次にポーションですが,こちらは全6種類です。内2つはそれぞれ,アビリティと宝箱(装備)の選択時に選択肢をリロール(≒リセット)するもので,残りはレベルアップ時の特性選択を,より効率良くするものです。
入手方法は装備と似ており,イベントで献酌人クラークを救出すると,拠点でポーションを扱えるようになります。ポーションを使うためのビンはエリートモンスターを倒して入手し,井戸を通じて井戸番アサフに回収してもらい,購入します。
といってもいきなりラン内で使えるわけではなく,まずは薬草を集めて,合計6種類のポーションをアンロックしていく必要があります。アンロックしたあとの各ポーションの使用回数は,ビンの回収を繰り返すことで増やせるという仕組みですね。

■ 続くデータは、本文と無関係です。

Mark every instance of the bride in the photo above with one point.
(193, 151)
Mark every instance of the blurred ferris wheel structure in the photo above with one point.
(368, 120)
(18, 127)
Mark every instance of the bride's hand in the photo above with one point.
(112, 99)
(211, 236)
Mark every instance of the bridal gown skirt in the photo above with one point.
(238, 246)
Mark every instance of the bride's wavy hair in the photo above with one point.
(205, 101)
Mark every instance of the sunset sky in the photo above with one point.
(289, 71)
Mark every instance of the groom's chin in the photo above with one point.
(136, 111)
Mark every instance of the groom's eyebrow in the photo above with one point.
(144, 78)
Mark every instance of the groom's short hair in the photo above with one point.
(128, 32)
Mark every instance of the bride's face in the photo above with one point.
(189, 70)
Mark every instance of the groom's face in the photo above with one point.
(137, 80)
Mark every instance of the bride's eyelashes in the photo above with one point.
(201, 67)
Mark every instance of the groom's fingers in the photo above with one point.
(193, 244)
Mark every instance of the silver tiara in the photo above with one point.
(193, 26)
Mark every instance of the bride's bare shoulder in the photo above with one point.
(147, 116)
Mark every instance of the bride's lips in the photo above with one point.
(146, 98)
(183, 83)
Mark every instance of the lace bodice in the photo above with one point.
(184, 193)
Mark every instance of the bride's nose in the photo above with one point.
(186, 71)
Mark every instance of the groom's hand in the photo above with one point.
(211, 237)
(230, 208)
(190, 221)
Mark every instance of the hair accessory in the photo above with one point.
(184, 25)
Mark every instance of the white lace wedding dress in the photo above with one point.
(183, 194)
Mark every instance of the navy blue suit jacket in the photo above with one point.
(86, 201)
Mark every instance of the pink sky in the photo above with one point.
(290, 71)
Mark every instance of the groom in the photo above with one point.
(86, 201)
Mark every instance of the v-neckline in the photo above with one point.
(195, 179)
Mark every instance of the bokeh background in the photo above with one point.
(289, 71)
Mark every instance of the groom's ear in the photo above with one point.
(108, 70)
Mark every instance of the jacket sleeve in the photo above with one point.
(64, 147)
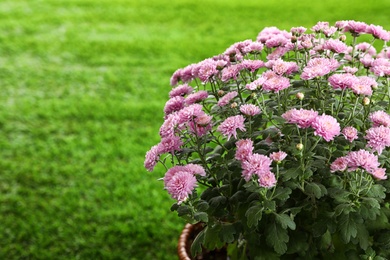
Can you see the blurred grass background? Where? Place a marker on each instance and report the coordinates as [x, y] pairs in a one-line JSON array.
[[83, 84]]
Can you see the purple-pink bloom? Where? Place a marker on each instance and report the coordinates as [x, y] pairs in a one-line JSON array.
[[281, 67], [302, 117], [274, 82], [231, 72], [230, 125], [226, 98], [340, 164], [318, 67], [378, 138], [350, 133], [181, 186], [255, 164], [380, 118], [381, 67], [151, 158], [174, 104], [181, 90], [169, 144], [196, 97], [267, 180], [252, 65], [342, 81], [378, 32], [244, 149], [379, 173], [335, 45], [278, 156], [326, 126], [250, 110]]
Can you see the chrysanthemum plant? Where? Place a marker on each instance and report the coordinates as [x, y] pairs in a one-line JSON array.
[[280, 146]]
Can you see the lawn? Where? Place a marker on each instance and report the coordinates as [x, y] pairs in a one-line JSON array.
[[83, 86]]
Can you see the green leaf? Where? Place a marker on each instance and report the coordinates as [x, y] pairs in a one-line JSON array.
[[201, 216], [277, 237], [196, 246], [285, 221], [348, 227], [227, 233], [254, 215], [202, 205], [313, 189], [282, 193]]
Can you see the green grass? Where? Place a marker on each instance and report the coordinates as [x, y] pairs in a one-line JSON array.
[[83, 84]]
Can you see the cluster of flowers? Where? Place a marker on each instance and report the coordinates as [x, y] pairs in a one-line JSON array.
[[249, 75]]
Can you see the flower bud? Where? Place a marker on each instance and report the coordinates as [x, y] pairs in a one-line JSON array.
[[299, 146], [366, 101], [300, 96]]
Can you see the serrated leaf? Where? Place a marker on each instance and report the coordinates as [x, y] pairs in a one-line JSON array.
[[348, 227], [254, 215], [196, 246], [277, 237], [285, 221], [227, 233], [282, 193], [313, 189], [201, 216]]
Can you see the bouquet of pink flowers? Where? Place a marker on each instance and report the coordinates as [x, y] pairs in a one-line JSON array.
[[280, 146]]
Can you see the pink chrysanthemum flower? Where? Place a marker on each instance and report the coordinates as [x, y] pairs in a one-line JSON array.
[[350, 133], [231, 72], [380, 118], [252, 65], [250, 110], [342, 81], [378, 32], [195, 169], [362, 159], [174, 104], [302, 117], [255, 164], [170, 144], [278, 156], [207, 69], [326, 126], [281, 67], [318, 67], [227, 98], [340, 164], [230, 125], [151, 158], [267, 180], [356, 28], [244, 149], [181, 90], [181, 186], [169, 125], [378, 138], [381, 67], [350, 70], [190, 112], [274, 82], [256, 83], [196, 97], [336, 46], [379, 173]]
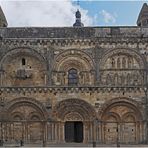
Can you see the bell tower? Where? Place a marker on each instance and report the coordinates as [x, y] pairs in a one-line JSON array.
[[143, 16], [78, 22]]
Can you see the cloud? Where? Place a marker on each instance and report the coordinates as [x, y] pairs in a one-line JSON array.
[[42, 13], [108, 17]]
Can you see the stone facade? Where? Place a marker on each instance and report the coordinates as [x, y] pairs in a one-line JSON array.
[[57, 83]]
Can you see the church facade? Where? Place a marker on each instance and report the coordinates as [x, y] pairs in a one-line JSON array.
[[74, 84]]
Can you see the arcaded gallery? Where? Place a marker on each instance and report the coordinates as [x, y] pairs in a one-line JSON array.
[[74, 84]]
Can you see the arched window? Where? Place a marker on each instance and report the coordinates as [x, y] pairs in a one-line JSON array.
[[23, 61], [72, 77]]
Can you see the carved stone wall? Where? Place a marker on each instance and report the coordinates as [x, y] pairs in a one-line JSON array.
[[109, 94]]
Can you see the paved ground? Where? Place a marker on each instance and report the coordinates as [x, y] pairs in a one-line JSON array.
[[72, 145]]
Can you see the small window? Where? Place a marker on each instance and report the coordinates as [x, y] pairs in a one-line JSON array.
[[23, 61], [72, 77]]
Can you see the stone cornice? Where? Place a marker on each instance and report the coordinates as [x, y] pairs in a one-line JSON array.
[[66, 89], [89, 42]]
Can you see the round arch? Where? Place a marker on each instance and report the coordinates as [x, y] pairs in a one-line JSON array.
[[125, 51], [77, 107], [121, 102], [73, 57], [23, 51]]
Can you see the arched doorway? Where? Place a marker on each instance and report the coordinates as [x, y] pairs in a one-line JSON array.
[[74, 131], [77, 116], [26, 116], [121, 120]]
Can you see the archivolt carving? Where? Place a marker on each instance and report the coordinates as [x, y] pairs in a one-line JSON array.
[[76, 106], [127, 52], [73, 116], [123, 107]]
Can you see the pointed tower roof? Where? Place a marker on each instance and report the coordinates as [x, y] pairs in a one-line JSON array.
[[78, 20], [3, 21], [143, 16]]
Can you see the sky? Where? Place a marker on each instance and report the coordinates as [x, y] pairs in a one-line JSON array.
[[59, 13]]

レベルアップ時の特性選択で,ポーションは大きな威力を発揮します。煩雑になるので詳細は省きますが,簡単に説明すると,ポーションを使うことで「特性の選択肢をリロールする」「特性の効果を2倍にする」「必要のない特性は(今後)選択肢に出てこないようにする」「(今回は選ばない)1つの特性を次回以降に取得できるようにする」といったことが可能になります。これらはかなり強力です。ビルドと特性の効率に関して考えることも増えるので,ポーションが使えるようになってからプレイのモチベーションがまたグッと上がりました。
アップデートの方向性にも注目したい一作
Halls of Tormentは,ヒーローのバリエーションもそこそこで,装備品や紋章といった要素を備えていることもあり,ビルドに関して楽しく悩めるヴァンサバに仕上がっていると思います。

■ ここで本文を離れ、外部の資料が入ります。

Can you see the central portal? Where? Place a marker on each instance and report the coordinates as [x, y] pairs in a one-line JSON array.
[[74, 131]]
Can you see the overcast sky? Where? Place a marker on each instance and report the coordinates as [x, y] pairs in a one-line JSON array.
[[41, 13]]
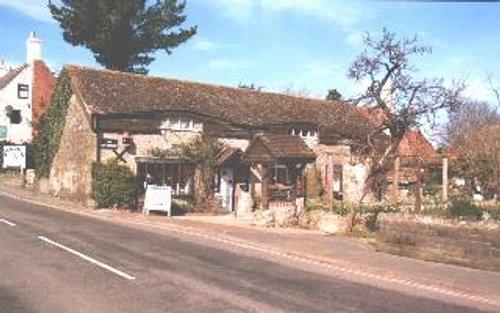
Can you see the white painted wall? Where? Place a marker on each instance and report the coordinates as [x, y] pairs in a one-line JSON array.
[[18, 133]]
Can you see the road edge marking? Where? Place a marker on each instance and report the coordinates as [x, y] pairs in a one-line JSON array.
[[11, 224], [88, 258]]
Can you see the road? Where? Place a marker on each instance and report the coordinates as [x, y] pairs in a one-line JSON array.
[[55, 261]]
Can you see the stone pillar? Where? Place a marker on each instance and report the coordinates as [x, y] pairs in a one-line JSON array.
[[329, 180], [419, 195], [395, 180], [445, 179], [265, 186]]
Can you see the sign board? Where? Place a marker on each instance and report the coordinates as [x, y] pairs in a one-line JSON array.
[[158, 198], [3, 132], [14, 156], [108, 143]]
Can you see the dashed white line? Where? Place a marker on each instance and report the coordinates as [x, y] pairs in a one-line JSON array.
[[87, 258], [7, 222]]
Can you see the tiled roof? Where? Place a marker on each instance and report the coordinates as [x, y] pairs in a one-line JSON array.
[[7, 78], [414, 143], [286, 146], [272, 148], [108, 92]]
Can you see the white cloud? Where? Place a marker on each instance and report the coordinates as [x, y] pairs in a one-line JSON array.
[[342, 13], [321, 69], [355, 38], [35, 9], [226, 64], [206, 45], [236, 9]]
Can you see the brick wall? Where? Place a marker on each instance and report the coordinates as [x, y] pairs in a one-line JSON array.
[[474, 245], [144, 143], [43, 85], [70, 175]]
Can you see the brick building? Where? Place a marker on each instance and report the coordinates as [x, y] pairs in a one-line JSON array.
[[269, 139], [24, 94]]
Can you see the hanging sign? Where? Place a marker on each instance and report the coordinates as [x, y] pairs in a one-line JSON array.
[[108, 143], [158, 198], [14, 157]]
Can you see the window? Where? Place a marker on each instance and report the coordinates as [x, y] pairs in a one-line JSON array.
[[177, 174], [338, 182], [15, 117], [281, 175], [183, 124], [3, 132], [304, 133], [23, 91]]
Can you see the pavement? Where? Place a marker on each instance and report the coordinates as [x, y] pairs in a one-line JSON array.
[[346, 255]]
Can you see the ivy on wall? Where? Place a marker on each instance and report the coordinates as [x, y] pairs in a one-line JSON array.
[[51, 126]]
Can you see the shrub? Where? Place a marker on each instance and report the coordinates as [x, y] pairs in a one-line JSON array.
[[465, 209], [341, 208], [315, 204], [113, 185], [50, 129]]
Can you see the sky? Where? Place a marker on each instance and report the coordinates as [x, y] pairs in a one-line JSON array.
[[302, 45]]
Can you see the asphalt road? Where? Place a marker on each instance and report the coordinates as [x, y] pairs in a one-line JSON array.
[[54, 261]]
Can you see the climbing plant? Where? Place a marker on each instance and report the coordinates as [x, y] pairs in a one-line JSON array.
[[51, 126]]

もちろん気になる点もあります。特性で上げられるステータスと,ヒーローの能力やアビリティとの依存関係が分かりにくいのもその一つ。どのステータスを上げると「何がどうなるのか」が直感的に把握しにくいと感じる人は多いでしょう。
本作は現時点で早期アクセスの作品なので,上記のような場所は手が入る可能性もあるでしょう。そのほか今後,現状では性能の幅がない装備品にアレンジが入ってハクスラっぽい遊び心地になるのでは――など,コンテンツ追加以外のアップデートにも夢が広がります。本作がどのような方向に進化していくのかにも期待しつつ,興味が湧いたひとはぜひ遊んでみてください。税込600円だし。